Pharmaceutical company AstraZeneca on Tuesday said that it has stopped giving shots of its experimental coronavirus vaccine after a person participating in one of the company’s studies got sick. The company said that it is investigating whether the recipient's "potentially unexplained" illness is a side effect of the COVID-19 vaccine.
According to a report by Hindustan Times, the company said its "standard review process triggered a pause to vaccination to allow review of safety data". AstraZeneca didn't reveal any information about the possible side effect except to call it "a potentially unexplained illness".
“Our standard review process was triggered and we voluntarily paused vaccination to allow review of safety data by an independent committee,” company spokeswoman Michele Meixell told Reuters.
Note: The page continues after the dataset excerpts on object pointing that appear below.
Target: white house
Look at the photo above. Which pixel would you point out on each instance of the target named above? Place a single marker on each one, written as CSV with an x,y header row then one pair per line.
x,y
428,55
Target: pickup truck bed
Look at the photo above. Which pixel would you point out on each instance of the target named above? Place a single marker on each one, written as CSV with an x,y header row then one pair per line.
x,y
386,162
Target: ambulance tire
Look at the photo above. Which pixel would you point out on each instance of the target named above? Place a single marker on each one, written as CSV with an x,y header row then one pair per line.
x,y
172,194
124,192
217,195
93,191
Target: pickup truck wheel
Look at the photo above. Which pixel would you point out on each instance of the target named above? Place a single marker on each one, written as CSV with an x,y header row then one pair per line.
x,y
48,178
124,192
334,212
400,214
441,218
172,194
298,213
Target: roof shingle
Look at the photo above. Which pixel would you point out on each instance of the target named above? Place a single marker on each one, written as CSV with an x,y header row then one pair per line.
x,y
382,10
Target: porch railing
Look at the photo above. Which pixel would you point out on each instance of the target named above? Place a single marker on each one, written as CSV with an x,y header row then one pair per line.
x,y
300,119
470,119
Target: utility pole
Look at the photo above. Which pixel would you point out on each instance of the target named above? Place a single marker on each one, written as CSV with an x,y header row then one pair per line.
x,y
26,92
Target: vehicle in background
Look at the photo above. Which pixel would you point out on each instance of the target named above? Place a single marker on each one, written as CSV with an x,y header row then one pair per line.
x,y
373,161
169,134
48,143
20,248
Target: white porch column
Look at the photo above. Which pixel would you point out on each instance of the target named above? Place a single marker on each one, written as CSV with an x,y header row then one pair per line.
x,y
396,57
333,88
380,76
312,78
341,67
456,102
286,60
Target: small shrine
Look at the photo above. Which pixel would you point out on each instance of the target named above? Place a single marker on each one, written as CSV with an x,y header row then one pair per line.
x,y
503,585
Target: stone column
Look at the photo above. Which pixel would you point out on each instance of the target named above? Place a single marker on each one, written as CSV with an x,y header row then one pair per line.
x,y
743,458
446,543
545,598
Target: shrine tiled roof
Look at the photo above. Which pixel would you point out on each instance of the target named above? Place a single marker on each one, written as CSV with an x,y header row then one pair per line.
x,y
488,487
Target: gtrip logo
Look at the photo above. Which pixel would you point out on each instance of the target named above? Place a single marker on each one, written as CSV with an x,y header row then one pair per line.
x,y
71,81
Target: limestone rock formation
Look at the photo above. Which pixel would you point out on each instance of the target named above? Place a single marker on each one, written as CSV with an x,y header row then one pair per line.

The COVID-19 vaccine is being developed by AstraZeneca and University of Oxford researchers at various sites, including the United Kingdom, where the illness was reported. "We are working to expedite the review of the single event to minimize any potential impact on the trial timeline," the company statement said.
AstraZeneca is developing the drug alongside the University of Oxford is a frontrunner in the global race for COVID-19 vaccine.
Late last month, AstraZeneca began recruiting 30,000 people in the US for its largest study of the vaccine. It also is testing the vaccine, developed by Oxford University, in thousands of people in Britain, and in smaller studies in Brazil and South Africa. Two other vaccines are in final-stage tests in the United States, one made by Moderna Inc. and the other by Pfizer and Germany's BioNTech.